Alvo de forte cobrança dos países importadores de carnes brasileiras por mudanças “concretas” na área de defesa agropecuária, o Ministério da Agricultura corre contra o relógio para implementar uma série de medidas na área de fiscalização. A começar pela dos frigoríficos, “calcanhar de Aquiles” do sistema de inspeção animal do Brasil, na avaliação da atual gestão do ministério.
Concurso público e contratações emergenciais de 600 médicos veterinários, remoções internas de 60 fiscais, mapeamento de frigoríficos exportadores de carne de frango com mais problemas sanitários, autoembargos para as plantas com riscos sanitários maiores e uma Medida Provisória para a criação de um fundo abastecido por taxas de fiscalização e serviços de defesa agropecuária, com potencial de arrecadar R$ 1 bilhão por ano, estão no pacote de novidades.
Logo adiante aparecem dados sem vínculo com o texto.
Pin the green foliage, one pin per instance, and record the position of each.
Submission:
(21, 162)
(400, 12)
Nem todas, porém, deverão ser aceitas pelos fiscais.
Essas são as apostas do ministro Blairo Maggi para evitar uma enxurrada de fechamentos de mercados estrangeiros ao Brasil, incluindo União Europeia e China. “Da Operação Carne Fraca [deflagrada em 17 de março com foco em casos de corrupção de fiscais e funcionários de frigoríficos] para cá, a pressão sobre o Ministério da Agricultura ficou muito grande. Houve mais cobranças da União Europeia, por exemplo, e críticas ao modelo antigo, o que nos impeliu a adotar essas medidas”, disse o secretário de Defesa Agropecuária do ministério, Luís Eduardo Rangel, ao Valor.
“Temos hoje uma oportunidade política de apresentar essas mudanças, mas precisamos correr”, acrescentou. De acordo com Rangel, todas essas medidas já estavam no radar de sua secretaria (SDA) há mais de um ano e constavam do rascunho de intenções do Plano de Defesa Agropecuária, desenhado na gestão da ex-ministra Kátia Abreu.
Mas “a temperatura já chegou a um nível inaceitável”, reconheceu Rangel, em referência à pressão sobretudo de europeus e americanos, que são enfáticos em dizer em seus relatórios de auditoria que o sistema de defesa da agricultura brasileira precisa funcionar, que a gestão sobre os fiscais é muito fragmentada e descentralizada e que a falta de fiscais é crônica.
É nesse sentido que vem a primeira das mudanças. Uma portaria e um decreto, previstos para sair no início da próxima semana, deverão instituir no país o sistema de “comando e controle” para a área de inspeção animal. Na prática, o sistema centraliza em Brasília todas as ordens de serviço de fiscalização federal para frigoríficos e outras fábricas de alimentos de origem animal. Com isso, o Departamento de Inspeção de Produtos de Origem Animal (Dipoa) passará a ter controle sobre os fiscais que atuam nos frigoríficos. Hoje, esse papel é das superintendências estaduais do ministério, principais alvos da Operação Carne Fraca.
Para responder aos questionamentos dos europeus, que deverão fazer uma nova auditoria no Brasil em novembro, além da contratação emergencial de 300 veterinários temporários, a Pasta vem fazendo concursos internos de remoção interna pra realocar 60 fiscais de outras áreas de atuação para frigoríficos (360 é o déficit atual de fiscais pra auxiliar na fiscalização dos 720 frigoríficos mais críticos). Rangel admite, porém, que a adesão a esse plano está baixa.
“Apoiamos a tentativa de acabar com as ingerências políticas, mas não aceitamos temporários, isso é terceirização. O ministério deveria contratar as pessoas que passaram no último concurso, mas não foram chamadas”, afirmou Maurício Porto, presidente do Anffa, sindicato dos auditores fiscais agropecuários.
Em outra frente, o ministério contratou o Instituto Interamericano de Cooperação para a Agricultura (IICA), que vem fazendo uma consultoria que resultará no texto-base da MP sobre a reformulação da defesa agropecuária federal, por meio da qual a SDA seria equiparada a uma agência reguladora, nos moldes da Receita Federal, com autonomia financeira e de gestão. Aqui entra o fundo de defesa, alimentado por taxas cobradas de empresas. A inspiração são as taxas cobradas pela Aneel, agência do setor de energia elétrica. A MP também poderá criar um “adicional de produtividade” para os fiscais, para suprir a falta de regulamentação de horas-extras da categoria, que teria motivado pagamentos rotineiros de propinas por parte da JBS, como consta em delação de executivos da companhia.
“Não pode ser só a iniciativa privada a única a contribuir para o fundo, mas está claro que temos que melhorar a fiscalização no Brasil”, disse Francisco Turra, presidente da Associação Brasileira de Proteína Animal (ABPA).